Opinion writer

Correction: This post and headline originally stated that Rachael Rollins was the first black district attorney in Suffolk County, Mass., which includes Boston. The first was actually Ralph C. Martin, Jr., a Republican appointed by Gov. William Weld in 1992. Rollins is the first black female district attorney in Boston. The post has been updated.

This month, I wrote about how career prosecutors in St. Louis County, Mo., responded to the election of a reform-oriented district attorney (who also happens to be the county’s first black district attorney) by voting to join the police union. Given that this particular police union not only opposed the new prosecutor and his policies, but is also one of the most aggressive and outspoken police unions in the country, the move was a pretty clear message.

In Boston, Rachael Rollins also made history in November’s election, becoming the first black woman to be district attorney in that city’s history. And she, too, is now meeting with some resistance. A group called the National Police Association (NPA) has filed an ethics complaint against Rollins — before she has even taken office. As Carissa Byrne Hessick, director of the Prosecutors and Politics Project at the University of North Carolina School of Law explained on Twitter, the complaint is utter nonsense. It’s based not on any actual ethical violations, but on Rollins' campaign promise to not prosecute 15 low-level nonviolent offenses, ranging from public trespassing to drug possession.

As Hessick points out, the complaint seems to be a PR move for the NPA. Judging by its website, the NPA appears to be just a few months old and has, thus far, has also called for investigations of Chicago Mayor Rahm Emmanuel (for consulting with the ACLU); called for another investigation of the auditor of the San Jose police department (for, among other things, listening to protesters at an anti-police rally); and called for a boycott of Nike for signing former NFL quarterback Colin Kaepernick as an endorser.

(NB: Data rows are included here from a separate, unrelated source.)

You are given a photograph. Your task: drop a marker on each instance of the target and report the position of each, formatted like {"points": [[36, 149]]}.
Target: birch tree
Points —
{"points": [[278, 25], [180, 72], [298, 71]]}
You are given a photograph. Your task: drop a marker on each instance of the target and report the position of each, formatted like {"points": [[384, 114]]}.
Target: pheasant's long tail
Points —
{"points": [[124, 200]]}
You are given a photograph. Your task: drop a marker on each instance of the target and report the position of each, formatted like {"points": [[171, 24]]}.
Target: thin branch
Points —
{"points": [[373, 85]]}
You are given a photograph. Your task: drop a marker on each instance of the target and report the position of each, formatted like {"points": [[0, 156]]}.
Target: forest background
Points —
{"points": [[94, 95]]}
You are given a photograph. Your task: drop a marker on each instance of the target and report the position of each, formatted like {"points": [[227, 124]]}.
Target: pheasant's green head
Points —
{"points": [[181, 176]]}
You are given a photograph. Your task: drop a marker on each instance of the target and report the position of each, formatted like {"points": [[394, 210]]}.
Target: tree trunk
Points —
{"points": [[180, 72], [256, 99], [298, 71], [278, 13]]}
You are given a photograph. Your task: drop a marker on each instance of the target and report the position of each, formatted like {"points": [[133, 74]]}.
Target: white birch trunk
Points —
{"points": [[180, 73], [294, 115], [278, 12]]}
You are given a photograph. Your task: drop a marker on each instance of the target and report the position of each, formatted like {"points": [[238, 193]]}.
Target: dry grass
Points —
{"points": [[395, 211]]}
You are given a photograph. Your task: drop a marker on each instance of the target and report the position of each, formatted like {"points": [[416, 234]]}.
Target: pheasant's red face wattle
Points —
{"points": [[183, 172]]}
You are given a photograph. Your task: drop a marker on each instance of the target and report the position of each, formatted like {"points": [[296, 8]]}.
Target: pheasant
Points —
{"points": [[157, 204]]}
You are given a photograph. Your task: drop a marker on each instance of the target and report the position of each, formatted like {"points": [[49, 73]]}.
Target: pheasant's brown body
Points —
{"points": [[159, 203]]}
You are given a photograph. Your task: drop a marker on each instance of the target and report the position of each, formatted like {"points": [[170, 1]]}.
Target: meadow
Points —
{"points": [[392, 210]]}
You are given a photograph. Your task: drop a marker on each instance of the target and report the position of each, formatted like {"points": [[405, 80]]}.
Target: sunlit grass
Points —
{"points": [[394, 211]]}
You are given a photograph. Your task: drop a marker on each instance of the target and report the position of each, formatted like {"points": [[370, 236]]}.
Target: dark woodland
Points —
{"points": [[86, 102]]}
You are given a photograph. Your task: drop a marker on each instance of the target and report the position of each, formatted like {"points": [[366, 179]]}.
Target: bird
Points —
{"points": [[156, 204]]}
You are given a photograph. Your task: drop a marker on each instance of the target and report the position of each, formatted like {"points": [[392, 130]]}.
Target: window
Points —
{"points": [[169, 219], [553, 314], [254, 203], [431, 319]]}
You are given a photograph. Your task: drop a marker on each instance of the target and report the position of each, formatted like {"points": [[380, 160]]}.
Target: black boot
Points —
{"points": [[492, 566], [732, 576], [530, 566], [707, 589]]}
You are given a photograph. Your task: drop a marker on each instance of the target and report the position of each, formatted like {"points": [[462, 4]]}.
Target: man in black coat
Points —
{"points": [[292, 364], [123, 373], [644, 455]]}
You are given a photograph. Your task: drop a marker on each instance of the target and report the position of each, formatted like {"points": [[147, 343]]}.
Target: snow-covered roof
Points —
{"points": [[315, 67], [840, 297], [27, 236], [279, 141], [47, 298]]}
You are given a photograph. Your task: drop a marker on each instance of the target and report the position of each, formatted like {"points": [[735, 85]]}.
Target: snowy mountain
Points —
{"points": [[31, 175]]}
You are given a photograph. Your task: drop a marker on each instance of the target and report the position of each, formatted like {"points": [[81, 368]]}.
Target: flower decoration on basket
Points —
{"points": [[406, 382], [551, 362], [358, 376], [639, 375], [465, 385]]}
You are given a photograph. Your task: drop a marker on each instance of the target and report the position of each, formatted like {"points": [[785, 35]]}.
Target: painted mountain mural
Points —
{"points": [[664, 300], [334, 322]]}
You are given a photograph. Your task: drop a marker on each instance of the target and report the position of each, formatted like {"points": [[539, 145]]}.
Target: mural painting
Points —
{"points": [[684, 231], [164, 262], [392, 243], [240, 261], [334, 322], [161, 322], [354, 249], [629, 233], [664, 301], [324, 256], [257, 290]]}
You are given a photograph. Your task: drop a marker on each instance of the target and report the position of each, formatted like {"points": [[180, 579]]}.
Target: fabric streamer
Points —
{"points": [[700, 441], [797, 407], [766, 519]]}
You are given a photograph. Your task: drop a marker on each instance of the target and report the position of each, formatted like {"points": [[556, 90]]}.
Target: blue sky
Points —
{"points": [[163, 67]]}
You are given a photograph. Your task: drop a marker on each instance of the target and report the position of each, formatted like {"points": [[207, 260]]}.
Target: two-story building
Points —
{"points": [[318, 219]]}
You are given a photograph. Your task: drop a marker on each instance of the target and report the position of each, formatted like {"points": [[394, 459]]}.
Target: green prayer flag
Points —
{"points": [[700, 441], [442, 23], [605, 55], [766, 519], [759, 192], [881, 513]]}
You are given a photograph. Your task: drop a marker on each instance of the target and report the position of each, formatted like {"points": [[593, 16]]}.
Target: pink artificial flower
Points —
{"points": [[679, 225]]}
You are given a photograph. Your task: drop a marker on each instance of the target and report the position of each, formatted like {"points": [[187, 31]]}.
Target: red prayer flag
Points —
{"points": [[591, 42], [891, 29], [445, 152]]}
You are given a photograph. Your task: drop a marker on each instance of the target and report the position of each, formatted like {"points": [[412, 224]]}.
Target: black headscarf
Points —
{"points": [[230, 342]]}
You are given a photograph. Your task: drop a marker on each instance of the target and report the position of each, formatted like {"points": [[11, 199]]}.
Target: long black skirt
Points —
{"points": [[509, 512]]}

The complaint against Rollins is vacuous for a number of reasons, but perhaps the most pertinent is that Rollins can’t have committed a violation as district attorney . . . because she isn’t yet the district attorney. And if she does indeed follow through on her campaign pledge, it’s certainly fine to raise policy objections. But if prosecutors could be brought up on ethics charges for failing to prosecute certain crimes, nearly every district attorney in the country would be fighting complaints around the clock. It’s pretty simple: No district attorney’s office has the resources to prosecute every crime, or even every class of crimes. So they have to prioritize. They must decide to pursue some cases at the expense of others. This is how district attorneys make policy.

The only truly unusual thing about Rollins' stated priorities is that she has been so transparent about what they are. She announced her plan before the election, which gave voters the opportunity to either embrace or reject it. They embraced it. That seems like the sort of thing we should want in a public servant.

So why would a group such as the NPA be so opposed to Rollins' proposal? Well, for starters, if police officers stop arresting people for low-level offenses, there would be less for police officers to do, which could well result in fewer police officers. In some jurisdictions, officers are evaluated based on how many stops and arrests they make, mostly because those are easier things to measure than how effective they are at preventing crime. (Not to mention, it’s not at all clear that low-level arrests do prevent crime.) Interestingly, the most compelling response to Rollins' proposal is one that also cuts against transparency: The argument that by announcing her plan, Rollins' has removed the threat of prosecution as a deterrent to committing these crimes. In other words, it’s fine to make enforcing these laws a low priority, but just don’t make a big deal about it. Of course, that also robs the public of the chance to state its preference at the ballot box.

But again, these are policy arguments. Rollins isn’t committing an ethical violation by making her priorities public. The complaint is all the more absurd when you consider all the egregious ethical violations by prosecutors that never bring complaints. This is just harassment. It’s an attempt to thwart the agenda of a reform-minded district attorney, one who was clear about what she wanted to do, and one whom voters then overwhelmingly elected.

Reform prosecutors such as Rollins, Wesley Bell in St. Louis and Larry Krasner in Philadelphia are a threat to the punitive, retributive criminal-justice model that has dominated the United States since the 1980s. They’re a threat to every person, interest group, contractor and elected official with a stake in that model. It seems safe to say that the old model’s stakeholders aren’t going to give it all up without a fight.